May 23: Three men were indicted as part of a fraud scheme orchestrated from Internet cafes in Ghana. They'd buy stolen credit-card details off the Internet, then use those cards to purchase vehicles (including from an El Cajon KIA dealership) for resale in Ghana. The most interesting element is that, according to the FBI, "All three defendants are alleged to have been involved with 'Sakawa,' which is a Ghanaian practice that combines modern Internet-based fraud practices targeting foreigners with traditional African religious rituals."

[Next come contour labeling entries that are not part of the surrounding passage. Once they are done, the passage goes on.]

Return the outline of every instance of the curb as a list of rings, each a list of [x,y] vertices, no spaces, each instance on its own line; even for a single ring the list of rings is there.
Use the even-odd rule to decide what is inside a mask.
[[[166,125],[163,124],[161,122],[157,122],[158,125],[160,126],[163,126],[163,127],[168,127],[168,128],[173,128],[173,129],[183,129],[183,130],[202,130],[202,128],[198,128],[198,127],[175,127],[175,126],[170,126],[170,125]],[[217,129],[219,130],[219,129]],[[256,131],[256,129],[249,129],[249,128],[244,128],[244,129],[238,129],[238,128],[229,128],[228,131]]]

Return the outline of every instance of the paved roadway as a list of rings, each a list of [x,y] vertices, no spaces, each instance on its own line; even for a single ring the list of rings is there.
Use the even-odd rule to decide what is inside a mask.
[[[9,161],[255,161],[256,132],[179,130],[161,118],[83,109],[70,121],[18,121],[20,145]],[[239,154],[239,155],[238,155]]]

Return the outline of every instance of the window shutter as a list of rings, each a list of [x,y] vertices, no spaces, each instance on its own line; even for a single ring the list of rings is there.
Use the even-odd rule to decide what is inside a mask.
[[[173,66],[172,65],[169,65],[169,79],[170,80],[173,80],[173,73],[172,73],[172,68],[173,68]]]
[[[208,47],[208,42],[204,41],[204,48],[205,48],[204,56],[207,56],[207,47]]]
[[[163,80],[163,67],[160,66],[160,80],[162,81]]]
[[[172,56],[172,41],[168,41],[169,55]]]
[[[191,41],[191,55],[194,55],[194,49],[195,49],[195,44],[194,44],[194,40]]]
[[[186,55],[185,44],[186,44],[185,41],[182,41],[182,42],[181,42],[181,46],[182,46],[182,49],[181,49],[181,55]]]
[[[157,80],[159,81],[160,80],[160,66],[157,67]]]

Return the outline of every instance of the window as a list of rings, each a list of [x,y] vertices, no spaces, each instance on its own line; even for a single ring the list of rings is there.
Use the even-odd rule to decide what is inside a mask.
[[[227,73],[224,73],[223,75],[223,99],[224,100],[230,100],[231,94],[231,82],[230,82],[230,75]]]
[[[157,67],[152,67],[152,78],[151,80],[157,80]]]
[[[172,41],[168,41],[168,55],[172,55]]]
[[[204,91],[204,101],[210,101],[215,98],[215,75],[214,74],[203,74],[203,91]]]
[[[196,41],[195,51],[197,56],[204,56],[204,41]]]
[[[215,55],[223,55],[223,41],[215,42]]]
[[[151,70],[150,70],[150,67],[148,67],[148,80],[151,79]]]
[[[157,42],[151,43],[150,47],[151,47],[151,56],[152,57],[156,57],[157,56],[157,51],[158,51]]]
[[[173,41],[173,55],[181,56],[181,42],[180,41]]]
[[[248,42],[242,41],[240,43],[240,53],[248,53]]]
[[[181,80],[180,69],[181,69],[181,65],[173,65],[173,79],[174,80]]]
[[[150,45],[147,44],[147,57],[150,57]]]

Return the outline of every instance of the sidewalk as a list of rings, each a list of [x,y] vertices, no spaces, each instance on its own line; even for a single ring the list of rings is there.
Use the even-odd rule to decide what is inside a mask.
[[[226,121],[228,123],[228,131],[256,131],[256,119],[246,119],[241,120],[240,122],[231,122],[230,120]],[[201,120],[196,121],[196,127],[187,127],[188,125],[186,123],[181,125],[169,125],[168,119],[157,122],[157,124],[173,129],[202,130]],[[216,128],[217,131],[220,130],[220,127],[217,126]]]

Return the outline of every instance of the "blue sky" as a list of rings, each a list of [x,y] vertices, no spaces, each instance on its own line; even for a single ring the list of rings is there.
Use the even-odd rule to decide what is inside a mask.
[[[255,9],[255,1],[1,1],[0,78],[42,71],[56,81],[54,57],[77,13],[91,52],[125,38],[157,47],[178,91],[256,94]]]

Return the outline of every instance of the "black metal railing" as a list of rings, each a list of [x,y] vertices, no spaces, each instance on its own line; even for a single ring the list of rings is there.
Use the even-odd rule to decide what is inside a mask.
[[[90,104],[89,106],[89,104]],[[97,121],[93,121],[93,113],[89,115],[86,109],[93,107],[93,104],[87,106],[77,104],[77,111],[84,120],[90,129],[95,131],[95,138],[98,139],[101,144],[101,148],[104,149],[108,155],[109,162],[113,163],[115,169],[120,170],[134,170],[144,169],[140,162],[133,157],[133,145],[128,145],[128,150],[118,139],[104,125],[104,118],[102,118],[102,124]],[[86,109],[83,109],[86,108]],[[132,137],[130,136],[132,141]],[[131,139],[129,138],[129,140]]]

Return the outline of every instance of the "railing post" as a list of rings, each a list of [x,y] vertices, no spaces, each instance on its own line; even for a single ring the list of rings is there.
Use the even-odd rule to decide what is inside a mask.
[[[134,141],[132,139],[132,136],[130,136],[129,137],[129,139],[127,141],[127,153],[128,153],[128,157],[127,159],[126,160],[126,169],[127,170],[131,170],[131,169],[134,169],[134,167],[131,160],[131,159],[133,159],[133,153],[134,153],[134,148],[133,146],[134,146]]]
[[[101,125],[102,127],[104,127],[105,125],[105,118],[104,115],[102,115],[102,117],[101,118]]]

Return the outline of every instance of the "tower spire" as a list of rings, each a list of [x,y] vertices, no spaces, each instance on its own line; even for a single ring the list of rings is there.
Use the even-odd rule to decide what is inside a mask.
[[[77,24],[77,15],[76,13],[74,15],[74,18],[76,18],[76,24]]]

June 10: Michael Gonzales, a 23-year-old student in Spring Valley who apparently went by the username "Metatron," was sentenced to 10 years for child pornography. In all, prosecutors said he had 170 videos and 22,300 images, including six involving bondage.
June 16: A San Diego judge ruled that Kevin Bollaert, the proprietor of ugotposted.com, would face trial for allegedly running a scam in which he'd charge people (usually women) up to $350 to get naked pictures of themselves removed from his site. Prosecuted by Attorney General Kamala Harris, it's being promoted as the first criminal case brought against a "revenge porn" site. Ugotposted.com now forwards to the National Conference of State Legislature's page for "State 'Revenge Porn' Legislation."